Ante estes dois tomos volto a chamar a atenção sobre a culminação extraordinária da batalha intelectual travada por Che – sempre ao lado de Fidel – no seio da Revolução Cubana, durante seu último ano entre nós. Não repetirei uma vez mais o que disse e escreveu, permitam-me somente reiterar que se trata de um dos aportes mais importantes da história do pensamento cubano, porque, na primeira etapa do poder revolucionário de transição socialista, Che formulou teses e argumentos fundamentais, ao mesmo tempo, para o tremendo processo que se vivia, para o projeto, que estava obrigado a ser muito superior ao que a lógica e leis do capitalismo e do socialismo existentes ditavam, e para a compreensão do mundo de então e da teoria marxista. Este é um dos momentos ímpares da história da corrente radical dentro das revoluções e do processo geral da história das ideias em Cuba. Quanto ao pensamento de Guevara, é necessário complementar a leitura voltando a segunda seção do tomo I desta coleção. Nesta aparecem, junto com outros textos, os da chamada polêmica econômica de 1963 e 1964, e O Socialismo e o homem em Cuba, de março de 1965, o manifesto comunista de Che, a proclamação de uma revolução que explica ao mundo a verdadeira natureza do socialismo e o caminho que necessitam percorrer os seres humanos e as sociedades. Nos últimos dois anos e meio de sua vida, iniciados com a partida do 1º de abril de 1965, Ernesto Che Guevara se dedicou a duas tarefas: impulsionar a revolução no mundo, com a arma em punho, para ajudar a forçar a situação em favor do campo popular e da causa cubana; e desenvolver sua concepção teórica e sua exposição escrita, para servir melhor ao pensamento crítica comunista e de libertação. A primeira tarefa foi a priorizada, a ela dedicou seus constantes esforços, sua audácia e sua entrega revolucionária, e por ela deu sua vida.

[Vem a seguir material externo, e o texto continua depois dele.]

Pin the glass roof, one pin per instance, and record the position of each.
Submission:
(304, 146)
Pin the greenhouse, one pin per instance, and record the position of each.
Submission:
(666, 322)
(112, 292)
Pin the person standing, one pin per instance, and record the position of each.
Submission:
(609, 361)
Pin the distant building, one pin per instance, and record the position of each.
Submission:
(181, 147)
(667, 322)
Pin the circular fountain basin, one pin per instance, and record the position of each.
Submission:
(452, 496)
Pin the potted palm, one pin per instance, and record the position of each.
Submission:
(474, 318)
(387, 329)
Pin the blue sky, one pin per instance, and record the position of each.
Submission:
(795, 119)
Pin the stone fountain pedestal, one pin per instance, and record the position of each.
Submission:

Muito se falou neste último mês, e com muita razão, sobre a necessidade e a urgência de apoderarmo-nos de toda nossa história, de rechaçar o canto de sereia imperialista que nos convida a esquecer e a esperar, com a boca aberta e a mão estendida, que uma mão poderosa nos brinde algo que lhe sobra, em troca de que entreguemos todo o valioso que criamos. Um aspecto sumamente importante de este acervo que nos é tão necessário é conhecer realmente, e utilizar, o pensamento de Che. Que venha a nos ajudar a colocar, e a colocar corretamente, nossos problemas e nossos caminhos, a nos salvar dos diferentes perigos que nos ameaçam, a contribuir para satisfazer a obrigação inevitável de pensar no futuro de Cuba. Che fez sua parte, tudo o que pode, a nós cabe que mantenhamos vivo e atuante. E que possamos dizer, entre todos, como um dia disse a ele Camilo: “aqui está o Che”.